Il n’y arriva un peu plus tard qu’attiré par les coups de
revolver, et tira à son tour. Voici donc le garde et Mme
Mathieu, dans la nuit et le silence de la cour d’honneur. Ils se
souhaitent le bonsoir ; Mme Mathieu se dirige vers la grille ouverte
de cette cour, et lui s’en retourne se coucher dans sa petite pièce
en encorbellement, à l’extrémité de l’aile droite du château. Il va atteindre sa porte, quand des coups de revolver retentissent
; il se retourne ; anxieux, il revient sur ses pas ; il va atteindre
l’angle de l’aile droite du château quand une ombre bondit sur
lui et le frappe. Il meurt. Son cadavre est ramassé tout de suite
par des gens qui croient tenir l’assassin et qui n’emportent que
l’assassiné.

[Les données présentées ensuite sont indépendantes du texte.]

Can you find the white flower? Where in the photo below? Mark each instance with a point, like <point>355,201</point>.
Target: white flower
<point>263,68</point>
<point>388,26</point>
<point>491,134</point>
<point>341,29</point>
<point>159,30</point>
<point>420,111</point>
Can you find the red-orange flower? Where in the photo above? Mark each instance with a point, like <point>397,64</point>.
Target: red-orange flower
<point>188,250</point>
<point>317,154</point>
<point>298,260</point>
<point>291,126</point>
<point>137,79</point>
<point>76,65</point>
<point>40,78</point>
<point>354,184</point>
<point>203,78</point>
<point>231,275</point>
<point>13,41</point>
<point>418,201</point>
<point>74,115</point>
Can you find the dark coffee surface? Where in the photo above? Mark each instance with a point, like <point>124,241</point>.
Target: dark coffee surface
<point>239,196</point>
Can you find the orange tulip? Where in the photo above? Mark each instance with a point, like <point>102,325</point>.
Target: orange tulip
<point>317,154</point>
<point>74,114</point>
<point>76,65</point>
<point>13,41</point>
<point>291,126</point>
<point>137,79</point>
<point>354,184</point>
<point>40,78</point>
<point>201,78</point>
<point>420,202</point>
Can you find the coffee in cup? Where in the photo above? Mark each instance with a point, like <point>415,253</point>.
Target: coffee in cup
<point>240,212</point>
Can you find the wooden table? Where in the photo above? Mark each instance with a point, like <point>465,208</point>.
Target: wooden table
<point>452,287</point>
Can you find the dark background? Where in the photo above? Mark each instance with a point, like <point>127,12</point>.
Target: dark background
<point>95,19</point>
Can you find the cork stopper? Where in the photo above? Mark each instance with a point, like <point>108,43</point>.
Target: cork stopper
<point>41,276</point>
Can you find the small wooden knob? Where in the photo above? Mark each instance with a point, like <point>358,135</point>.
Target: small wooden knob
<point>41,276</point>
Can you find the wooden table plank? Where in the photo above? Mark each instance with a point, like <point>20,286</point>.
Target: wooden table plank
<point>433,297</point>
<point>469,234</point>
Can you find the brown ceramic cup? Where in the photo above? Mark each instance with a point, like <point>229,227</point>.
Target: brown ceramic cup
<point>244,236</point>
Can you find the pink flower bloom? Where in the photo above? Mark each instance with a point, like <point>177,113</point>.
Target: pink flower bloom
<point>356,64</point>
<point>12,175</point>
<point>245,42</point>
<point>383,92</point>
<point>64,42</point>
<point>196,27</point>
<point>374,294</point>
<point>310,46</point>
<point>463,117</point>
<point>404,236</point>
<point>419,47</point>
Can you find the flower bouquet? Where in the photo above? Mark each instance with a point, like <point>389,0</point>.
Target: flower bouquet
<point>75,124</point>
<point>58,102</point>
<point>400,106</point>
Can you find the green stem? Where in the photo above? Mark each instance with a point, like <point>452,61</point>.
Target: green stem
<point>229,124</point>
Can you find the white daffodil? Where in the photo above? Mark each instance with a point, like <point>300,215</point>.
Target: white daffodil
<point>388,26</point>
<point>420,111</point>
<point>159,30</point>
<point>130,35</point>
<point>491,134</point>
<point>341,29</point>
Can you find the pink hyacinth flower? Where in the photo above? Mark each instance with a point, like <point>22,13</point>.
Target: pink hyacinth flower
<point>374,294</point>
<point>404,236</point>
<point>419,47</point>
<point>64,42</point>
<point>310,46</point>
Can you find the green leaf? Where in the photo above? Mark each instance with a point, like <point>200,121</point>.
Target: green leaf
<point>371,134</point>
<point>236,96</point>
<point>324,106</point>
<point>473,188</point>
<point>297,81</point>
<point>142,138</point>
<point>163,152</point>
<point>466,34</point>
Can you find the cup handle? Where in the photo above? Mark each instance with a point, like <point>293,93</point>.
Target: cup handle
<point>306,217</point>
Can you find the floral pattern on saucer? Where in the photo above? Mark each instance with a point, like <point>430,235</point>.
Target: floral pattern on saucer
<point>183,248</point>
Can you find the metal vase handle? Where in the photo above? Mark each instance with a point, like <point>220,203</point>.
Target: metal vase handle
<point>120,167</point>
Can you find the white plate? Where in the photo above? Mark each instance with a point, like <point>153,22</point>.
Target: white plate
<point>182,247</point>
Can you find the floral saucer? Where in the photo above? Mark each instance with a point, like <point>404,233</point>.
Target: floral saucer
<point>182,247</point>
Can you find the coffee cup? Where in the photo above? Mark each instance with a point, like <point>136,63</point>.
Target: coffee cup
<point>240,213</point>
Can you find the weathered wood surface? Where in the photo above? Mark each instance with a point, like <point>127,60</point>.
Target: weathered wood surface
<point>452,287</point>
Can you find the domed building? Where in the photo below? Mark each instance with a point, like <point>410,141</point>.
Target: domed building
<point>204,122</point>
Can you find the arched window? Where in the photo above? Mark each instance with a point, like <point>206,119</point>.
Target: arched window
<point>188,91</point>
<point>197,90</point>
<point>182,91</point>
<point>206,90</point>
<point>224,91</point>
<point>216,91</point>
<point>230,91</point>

Pendant ce temps, que fait Mme Mathieu ? Surprise par
les détonations et par l’envahissement de la cour, elle se fait la
plus petite qu’elle peut dans la nuit et dans la cour d’honneur.
La cour est vaste, et, se trouvant près de la grille, Mme Mathieu
pouvait passer inaperçue. Mais elle ne « passa » pas. Elle resta
et vit emporter le cadavre. Le cœur serré d’une angoisse bien
compréhensible et poussée par un tragique pressentiment, elle vint
jusqu’au vestibule du château, jeta un regard sur l’escalier
éclairé par le lumignon du père Jacques, l’escalier où l’on
avait étendu le corps de son ami ; elle « vit » et s’enfuit.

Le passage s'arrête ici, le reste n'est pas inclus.